I did not want to make pots. I wanted to go to school:an ethnoarchaeological journey in the reasons of misfortune
ARF Brown Bag: Cinzia Perlingieri, University of California, Berkeley
April 1st, 2015 12-1 p.m. | 2251 College Avenue Room 101 (Archaeological Research Facility, UC Berkeley)
Meet Medhin Gebreselasie.
Medhin was born and raised in Bieta Giyorgis, a small village in Northern Tigray, in the heart of the Ethiopian highlands. She wanted to go to school. Instead she got married at an early age and became a potter, like her mother and her grandmother before her. Pottery making here is not rewarding, and not even sustainable. But it is Medhin’s only skill.
Medhin’s story is similar to many other stories I heard during my ethnoarchaeological research in Tigray. For me, she became both a symbol of the unfortunate condition of many women in Tigray and a beacon that guided my own journey into the culture and history of this region. As an archaeologist in Ethiopia, I wondered in which way these lands and the deep layers of their history, had contributed to, if not determined entirely, Medhin’s destiny.
The powerful empire of Aksum disintegrated in Tigray between 800-900 AD. With it, went dense urban and suburban networks, palaces, the demand for highly specialized skills, and the very glue that had maintained these lands within a powerful political and social framework. What happened to the people then? Archaeological surveys and excavations in the region tell us that soon after Aksum collapsed, the settlement pattern became what it is today, small rural communities clustered around the few remaining natural resources.
Together with settlement patterns, many other aspects of modern life in this region have direct connections with the archaeological past: farming techniques, architecture, technological skills, ethnicity, and religion.
This talk will intertwine personal experiences with the larger archaeological history of this region. I will demonstrate that much of the modern Tigrean culture is rooted into its ancient past and traditions, and that Medhin’s and the other potters’ condition might be one of the consequences of this long historical and cultural process.
Given these deep roots, is life for Medhin and her daughters destined to remain the same? Is this the end of the story? I think not…

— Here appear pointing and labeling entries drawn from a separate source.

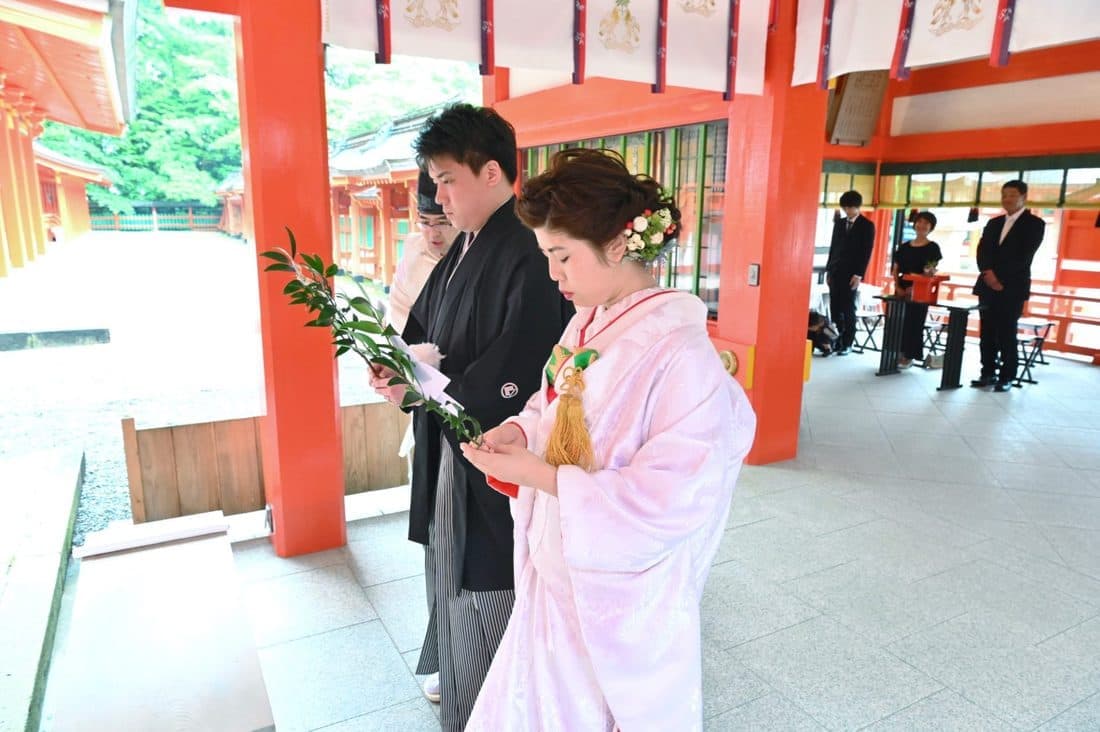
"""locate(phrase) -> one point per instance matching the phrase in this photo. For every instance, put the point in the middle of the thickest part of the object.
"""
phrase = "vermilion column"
(772, 185)
(33, 130)
(9, 199)
(281, 74)
(13, 98)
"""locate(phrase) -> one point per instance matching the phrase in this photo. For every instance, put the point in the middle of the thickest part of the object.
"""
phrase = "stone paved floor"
(930, 561)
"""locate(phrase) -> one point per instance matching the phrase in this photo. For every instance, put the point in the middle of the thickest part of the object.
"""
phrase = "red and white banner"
(807, 44)
(350, 24)
(438, 29)
(620, 40)
(1041, 23)
(946, 32)
(864, 35)
(699, 44)
(535, 35)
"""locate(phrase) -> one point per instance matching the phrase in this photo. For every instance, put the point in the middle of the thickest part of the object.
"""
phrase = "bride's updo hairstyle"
(590, 195)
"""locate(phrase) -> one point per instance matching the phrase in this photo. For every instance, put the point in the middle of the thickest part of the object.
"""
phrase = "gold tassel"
(570, 443)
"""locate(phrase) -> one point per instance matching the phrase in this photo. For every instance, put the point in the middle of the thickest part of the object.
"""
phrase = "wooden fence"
(217, 466)
(189, 220)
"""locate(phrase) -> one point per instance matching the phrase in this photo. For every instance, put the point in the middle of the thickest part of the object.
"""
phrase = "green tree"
(185, 138)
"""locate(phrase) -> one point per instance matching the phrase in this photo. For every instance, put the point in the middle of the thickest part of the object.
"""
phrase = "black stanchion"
(953, 352)
(891, 334)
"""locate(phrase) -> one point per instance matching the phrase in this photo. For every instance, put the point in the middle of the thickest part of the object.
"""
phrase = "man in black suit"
(848, 254)
(495, 315)
(1005, 251)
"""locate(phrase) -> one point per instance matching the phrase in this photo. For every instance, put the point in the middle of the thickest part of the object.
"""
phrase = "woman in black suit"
(921, 255)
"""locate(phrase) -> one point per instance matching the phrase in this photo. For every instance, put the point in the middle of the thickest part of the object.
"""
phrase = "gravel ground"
(183, 312)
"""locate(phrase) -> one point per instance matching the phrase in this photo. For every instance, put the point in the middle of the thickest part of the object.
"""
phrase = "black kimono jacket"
(495, 324)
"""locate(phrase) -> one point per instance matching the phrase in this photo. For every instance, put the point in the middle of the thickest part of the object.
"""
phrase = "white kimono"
(609, 574)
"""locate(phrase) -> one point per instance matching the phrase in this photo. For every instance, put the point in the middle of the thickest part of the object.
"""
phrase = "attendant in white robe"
(612, 545)
(422, 252)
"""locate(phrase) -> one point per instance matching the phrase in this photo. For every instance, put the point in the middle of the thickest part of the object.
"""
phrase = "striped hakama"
(464, 629)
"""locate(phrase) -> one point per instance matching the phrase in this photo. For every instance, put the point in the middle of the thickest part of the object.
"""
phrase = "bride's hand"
(506, 434)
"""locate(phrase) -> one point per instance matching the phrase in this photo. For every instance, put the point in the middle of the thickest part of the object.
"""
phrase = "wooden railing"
(188, 220)
(1060, 308)
(217, 466)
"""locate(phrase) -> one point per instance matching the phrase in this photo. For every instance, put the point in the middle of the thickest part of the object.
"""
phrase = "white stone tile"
(413, 716)
(726, 683)
(305, 603)
(336, 676)
(1082, 716)
(1055, 510)
(1022, 684)
(403, 608)
(770, 713)
(944, 710)
(982, 587)
(739, 605)
(1045, 478)
(1030, 451)
(838, 678)
(1065, 579)
(380, 552)
(255, 559)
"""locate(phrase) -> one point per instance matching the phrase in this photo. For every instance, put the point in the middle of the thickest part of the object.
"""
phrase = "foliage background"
(185, 138)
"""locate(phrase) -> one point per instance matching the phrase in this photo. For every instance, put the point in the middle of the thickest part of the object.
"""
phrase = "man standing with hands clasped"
(848, 254)
(492, 309)
(1005, 251)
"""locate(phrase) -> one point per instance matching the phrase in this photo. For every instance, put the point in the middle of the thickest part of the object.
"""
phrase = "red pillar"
(772, 185)
(286, 181)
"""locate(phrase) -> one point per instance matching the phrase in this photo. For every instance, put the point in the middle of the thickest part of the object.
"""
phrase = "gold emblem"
(446, 14)
(704, 8)
(729, 362)
(619, 30)
(955, 14)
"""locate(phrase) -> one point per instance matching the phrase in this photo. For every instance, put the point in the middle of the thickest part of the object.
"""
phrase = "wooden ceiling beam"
(47, 68)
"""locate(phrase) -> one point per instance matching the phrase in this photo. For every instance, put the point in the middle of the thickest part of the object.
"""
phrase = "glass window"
(865, 184)
(893, 190)
(637, 153)
(960, 188)
(836, 185)
(925, 188)
(991, 182)
(366, 231)
(682, 259)
(1044, 186)
(714, 201)
(1082, 186)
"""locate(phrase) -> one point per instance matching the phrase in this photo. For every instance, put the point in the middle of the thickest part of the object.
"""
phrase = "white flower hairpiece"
(649, 235)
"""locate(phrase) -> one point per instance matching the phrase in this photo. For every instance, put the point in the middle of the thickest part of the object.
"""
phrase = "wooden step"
(158, 637)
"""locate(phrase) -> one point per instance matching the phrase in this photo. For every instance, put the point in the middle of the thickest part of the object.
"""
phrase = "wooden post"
(278, 45)
(773, 211)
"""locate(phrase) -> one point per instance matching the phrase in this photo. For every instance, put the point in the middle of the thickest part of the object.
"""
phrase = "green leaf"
(364, 326)
(294, 242)
(276, 254)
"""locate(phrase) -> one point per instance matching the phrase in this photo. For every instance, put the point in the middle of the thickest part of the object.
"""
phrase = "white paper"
(430, 381)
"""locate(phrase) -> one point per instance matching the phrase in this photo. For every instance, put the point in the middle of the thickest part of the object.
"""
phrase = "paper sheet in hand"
(432, 382)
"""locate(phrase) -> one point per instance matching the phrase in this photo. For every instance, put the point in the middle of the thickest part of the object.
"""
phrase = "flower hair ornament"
(649, 236)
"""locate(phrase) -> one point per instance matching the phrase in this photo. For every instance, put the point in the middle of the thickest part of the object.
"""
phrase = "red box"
(925, 287)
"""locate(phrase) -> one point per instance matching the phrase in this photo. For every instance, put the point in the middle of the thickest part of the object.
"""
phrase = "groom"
(494, 313)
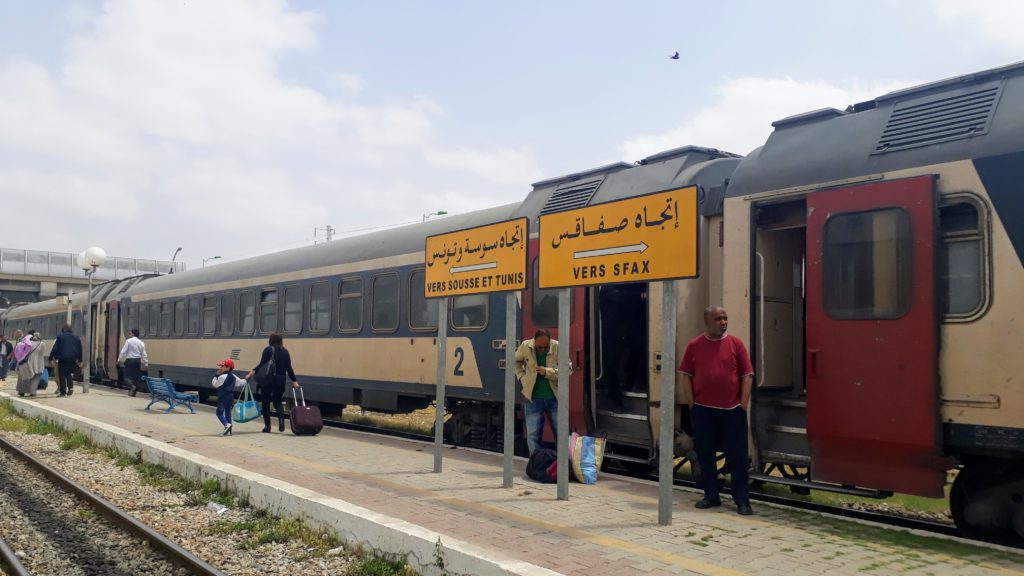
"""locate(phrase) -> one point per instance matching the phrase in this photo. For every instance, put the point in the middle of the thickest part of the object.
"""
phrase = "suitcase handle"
(301, 395)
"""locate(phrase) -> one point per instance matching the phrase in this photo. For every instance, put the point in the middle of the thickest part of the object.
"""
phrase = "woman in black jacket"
(274, 388)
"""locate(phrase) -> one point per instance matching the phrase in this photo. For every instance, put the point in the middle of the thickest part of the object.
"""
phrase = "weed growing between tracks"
(256, 528)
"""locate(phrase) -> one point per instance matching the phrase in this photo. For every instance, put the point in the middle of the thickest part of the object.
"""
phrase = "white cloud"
(740, 118)
(500, 165)
(998, 21)
(173, 120)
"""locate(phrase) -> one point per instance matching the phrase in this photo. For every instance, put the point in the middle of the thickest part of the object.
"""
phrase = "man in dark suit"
(68, 353)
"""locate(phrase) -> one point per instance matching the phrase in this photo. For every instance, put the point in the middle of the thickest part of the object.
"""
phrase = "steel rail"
(172, 550)
(12, 565)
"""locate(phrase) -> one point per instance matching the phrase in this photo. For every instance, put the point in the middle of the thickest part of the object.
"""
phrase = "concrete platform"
(382, 491)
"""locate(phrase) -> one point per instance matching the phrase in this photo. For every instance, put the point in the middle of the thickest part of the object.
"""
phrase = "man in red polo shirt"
(717, 379)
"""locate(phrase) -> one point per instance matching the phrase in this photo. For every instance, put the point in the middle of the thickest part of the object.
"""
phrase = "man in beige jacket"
(537, 368)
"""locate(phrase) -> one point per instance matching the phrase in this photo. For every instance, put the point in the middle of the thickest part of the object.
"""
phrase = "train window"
(963, 275)
(194, 317)
(422, 313)
(470, 313)
(384, 302)
(867, 264)
(268, 311)
(226, 315)
(293, 310)
(165, 319)
(350, 304)
(320, 306)
(209, 316)
(247, 313)
(179, 317)
(141, 318)
(544, 313)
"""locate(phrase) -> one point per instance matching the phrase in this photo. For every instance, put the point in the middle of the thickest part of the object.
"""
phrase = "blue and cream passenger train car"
(870, 257)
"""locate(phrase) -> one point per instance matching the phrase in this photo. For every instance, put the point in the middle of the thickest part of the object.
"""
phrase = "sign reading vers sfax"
(476, 260)
(641, 239)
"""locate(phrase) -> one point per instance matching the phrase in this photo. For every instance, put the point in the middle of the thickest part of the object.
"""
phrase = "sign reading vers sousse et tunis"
(642, 239)
(476, 260)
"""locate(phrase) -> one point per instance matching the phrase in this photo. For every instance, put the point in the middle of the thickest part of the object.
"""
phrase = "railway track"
(852, 513)
(64, 528)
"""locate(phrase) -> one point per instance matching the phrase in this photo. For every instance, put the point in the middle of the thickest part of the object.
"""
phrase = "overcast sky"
(233, 127)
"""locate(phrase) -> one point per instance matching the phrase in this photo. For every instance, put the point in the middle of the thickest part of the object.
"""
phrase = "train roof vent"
(574, 195)
(938, 119)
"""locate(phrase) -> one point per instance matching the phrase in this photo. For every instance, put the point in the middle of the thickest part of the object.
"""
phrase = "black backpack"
(268, 370)
(542, 465)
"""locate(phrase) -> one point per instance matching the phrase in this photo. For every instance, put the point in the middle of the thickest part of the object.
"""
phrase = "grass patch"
(263, 528)
(379, 566)
(387, 423)
(44, 427)
(75, 441)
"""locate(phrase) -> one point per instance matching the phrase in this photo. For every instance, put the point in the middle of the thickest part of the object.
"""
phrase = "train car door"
(114, 336)
(872, 337)
(540, 310)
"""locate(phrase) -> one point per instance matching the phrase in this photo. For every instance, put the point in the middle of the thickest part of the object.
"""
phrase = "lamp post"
(172, 259)
(89, 259)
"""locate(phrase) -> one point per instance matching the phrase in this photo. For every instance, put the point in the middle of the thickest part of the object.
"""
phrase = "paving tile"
(605, 529)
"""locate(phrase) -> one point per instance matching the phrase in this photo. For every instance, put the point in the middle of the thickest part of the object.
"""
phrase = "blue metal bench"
(162, 389)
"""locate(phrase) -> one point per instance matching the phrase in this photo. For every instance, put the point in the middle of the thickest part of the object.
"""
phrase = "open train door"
(872, 337)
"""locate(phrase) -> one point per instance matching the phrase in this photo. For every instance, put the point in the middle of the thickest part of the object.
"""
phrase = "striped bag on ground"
(586, 453)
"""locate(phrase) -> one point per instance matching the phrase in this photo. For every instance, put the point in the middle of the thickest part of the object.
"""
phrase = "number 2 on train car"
(460, 356)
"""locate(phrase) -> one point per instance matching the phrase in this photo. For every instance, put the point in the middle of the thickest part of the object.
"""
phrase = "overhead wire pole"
(564, 373)
(508, 435)
(441, 373)
(666, 441)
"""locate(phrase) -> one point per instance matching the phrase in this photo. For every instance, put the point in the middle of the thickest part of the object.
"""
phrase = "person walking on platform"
(272, 384)
(134, 360)
(30, 368)
(224, 382)
(537, 369)
(717, 379)
(6, 355)
(67, 352)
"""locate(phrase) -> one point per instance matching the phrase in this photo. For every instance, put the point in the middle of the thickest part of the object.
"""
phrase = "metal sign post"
(667, 439)
(441, 373)
(477, 260)
(564, 371)
(508, 435)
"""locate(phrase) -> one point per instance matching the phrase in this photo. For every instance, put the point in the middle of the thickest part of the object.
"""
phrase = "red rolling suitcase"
(305, 420)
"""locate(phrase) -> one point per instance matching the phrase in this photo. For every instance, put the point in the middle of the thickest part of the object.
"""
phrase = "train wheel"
(987, 499)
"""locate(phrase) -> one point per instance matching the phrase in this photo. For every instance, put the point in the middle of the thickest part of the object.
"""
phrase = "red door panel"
(872, 337)
(548, 318)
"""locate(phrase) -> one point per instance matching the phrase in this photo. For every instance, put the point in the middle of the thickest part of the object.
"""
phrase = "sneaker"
(705, 503)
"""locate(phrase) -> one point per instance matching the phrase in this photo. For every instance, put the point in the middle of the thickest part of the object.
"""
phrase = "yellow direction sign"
(642, 239)
(475, 260)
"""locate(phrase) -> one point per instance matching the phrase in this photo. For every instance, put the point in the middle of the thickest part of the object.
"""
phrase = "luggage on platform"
(305, 420)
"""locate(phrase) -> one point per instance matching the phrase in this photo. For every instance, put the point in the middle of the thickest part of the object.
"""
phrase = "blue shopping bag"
(246, 408)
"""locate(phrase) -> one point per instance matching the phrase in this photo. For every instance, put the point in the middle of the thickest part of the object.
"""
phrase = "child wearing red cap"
(225, 382)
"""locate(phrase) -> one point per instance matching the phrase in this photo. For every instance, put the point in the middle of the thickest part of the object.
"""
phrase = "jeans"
(714, 427)
(66, 367)
(534, 411)
(224, 402)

Featured Speaker – Cinzia Perlingieri
Cinzia received her Ph.D. in Archaeology at the University of Naples “l’Orientale”, Italy. She participated in her first archaeological project in Sudan, Africa, in 1989 as archaeologist and ceramic analyst. Since then, she focussed her research in the archaeology of early states in northeast Africa, Egypt, Sudan, and Eritrea/Ethiopia, with a specialization in ceramic studies. During her travels in Africa and Near East she has experienced all aspects of archaeology and heritage, from excavation and survey of large cultural territories to the study and archiving of collections. Since 2003 she has been actively involved in numerous initiatives aimed at integrating digital technologies in the practice of Cultural Heritage. She was a member of the Board of Directors of the European initiative “EPOCH – The European Network of Excellence in Open Cultural Heritage”.